Local involvement key to success
A key element of San Pedro's success is that local people are the chief beneficiaries of the tourism industry. Tourism assets (hotels, restaurants, etc) are owned by a diverse group of local people, and the town has successfully prevented the proliferation of externally owned all-in-one resorts - which have denied some other Caribbean communities much benefit from tourism. This success is largely due to the high level of public consultation in setting up the park, and the strong local cooperative traditions nurtured in the fishing industry.
The path has not been completely smooth, but San Pedro has been much celebrated.

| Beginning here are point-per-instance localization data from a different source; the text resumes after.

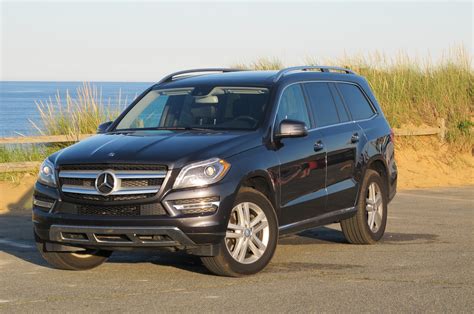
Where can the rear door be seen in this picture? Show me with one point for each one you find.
(302, 163)
(341, 138)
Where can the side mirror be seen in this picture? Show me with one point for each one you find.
(104, 127)
(292, 128)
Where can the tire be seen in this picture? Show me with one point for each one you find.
(72, 261)
(356, 229)
(250, 256)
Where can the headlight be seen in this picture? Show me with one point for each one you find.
(201, 173)
(46, 174)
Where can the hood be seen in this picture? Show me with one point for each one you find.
(171, 148)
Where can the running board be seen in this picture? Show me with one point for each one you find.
(318, 220)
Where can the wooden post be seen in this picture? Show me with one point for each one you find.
(442, 129)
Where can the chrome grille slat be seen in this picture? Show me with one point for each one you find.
(121, 191)
(121, 174)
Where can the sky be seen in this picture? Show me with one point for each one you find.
(143, 41)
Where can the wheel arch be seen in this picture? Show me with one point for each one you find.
(378, 164)
(262, 182)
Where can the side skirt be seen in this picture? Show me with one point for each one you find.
(320, 220)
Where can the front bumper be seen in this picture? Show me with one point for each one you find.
(197, 234)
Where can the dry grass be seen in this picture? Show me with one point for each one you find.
(413, 91)
(78, 114)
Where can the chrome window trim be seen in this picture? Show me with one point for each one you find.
(376, 113)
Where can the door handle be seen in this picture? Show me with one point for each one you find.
(318, 146)
(355, 138)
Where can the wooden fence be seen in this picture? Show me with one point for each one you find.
(440, 131)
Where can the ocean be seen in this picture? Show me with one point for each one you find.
(17, 100)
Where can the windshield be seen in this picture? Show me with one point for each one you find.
(239, 108)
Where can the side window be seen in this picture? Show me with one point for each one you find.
(292, 106)
(355, 100)
(322, 103)
(341, 109)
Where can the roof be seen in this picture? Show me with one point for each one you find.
(253, 78)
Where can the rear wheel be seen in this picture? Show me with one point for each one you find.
(251, 237)
(81, 260)
(367, 226)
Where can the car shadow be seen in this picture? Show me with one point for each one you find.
(314, 236)
(16, 239)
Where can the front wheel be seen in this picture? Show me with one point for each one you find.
(251, 237)
(81, 260)
(367, 226)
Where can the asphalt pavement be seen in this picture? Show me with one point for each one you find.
(424, 263)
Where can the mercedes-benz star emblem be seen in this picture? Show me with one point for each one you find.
(105, 183)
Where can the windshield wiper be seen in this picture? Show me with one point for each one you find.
(184, 128)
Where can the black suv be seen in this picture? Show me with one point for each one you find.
(220, 163)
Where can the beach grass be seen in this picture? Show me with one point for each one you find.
(80, 113)
(412, 91)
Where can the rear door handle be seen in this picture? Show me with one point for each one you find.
(318, 146)
(355, 138)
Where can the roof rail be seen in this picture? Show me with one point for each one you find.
(169, 77)
(321, 68)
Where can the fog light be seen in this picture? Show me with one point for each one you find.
(190, 206)
(43, 203)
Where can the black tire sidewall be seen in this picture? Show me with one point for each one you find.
(372, 176)
(248, 195)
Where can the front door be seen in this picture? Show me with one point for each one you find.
(302, 163)
(342, 139)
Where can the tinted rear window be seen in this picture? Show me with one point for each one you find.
(355, 100)
(322, 104)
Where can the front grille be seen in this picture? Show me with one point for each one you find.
(122, 211)
(128, 182)
(109, 198)
(126, 167)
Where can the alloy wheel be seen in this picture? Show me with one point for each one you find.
(374, 207)
(248, 233)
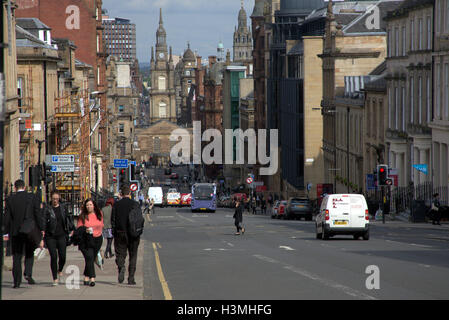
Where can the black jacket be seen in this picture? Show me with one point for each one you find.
(238, 215)
(15, 209)
(50, 220)
(120, 214)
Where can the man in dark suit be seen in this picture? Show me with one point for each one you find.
(123, 242)
(15, 209)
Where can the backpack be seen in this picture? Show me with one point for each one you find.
(135, 222)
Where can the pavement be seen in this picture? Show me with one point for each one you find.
(107, 286)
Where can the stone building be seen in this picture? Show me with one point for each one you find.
(352, 47)
(440, 121)
(409, 83)
(162, 93)
(243, 41)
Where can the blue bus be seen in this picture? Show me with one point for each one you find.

A 2002 comparative study of several MPAs in the Caribbean and their socio-economic effects concluded that the Hol Chan Marine Reserve is an unqualified "ecological success" which is "fundamental" to a local tourist industry. "It was widely perceived that it was tourism, and the principal tourist asset, Hol Chan Marine Reserve, which had led to a rising of the standard of living of most San Pedranos away from poverty," the study said.
Surveys show that San Pedranos themselves overwhelmingly believe that the high level of protection given to Hol Chan is the key to their enhanced welfare - indeed, the most common complaint is that it should be more protected from tourists, in particular those in the care of non-local guides attached to cruise ships.
This feedback from local people and the evidence of empowerment and success in strengthening local voices attests to the viability of a successful marriage between conservation and human development goals.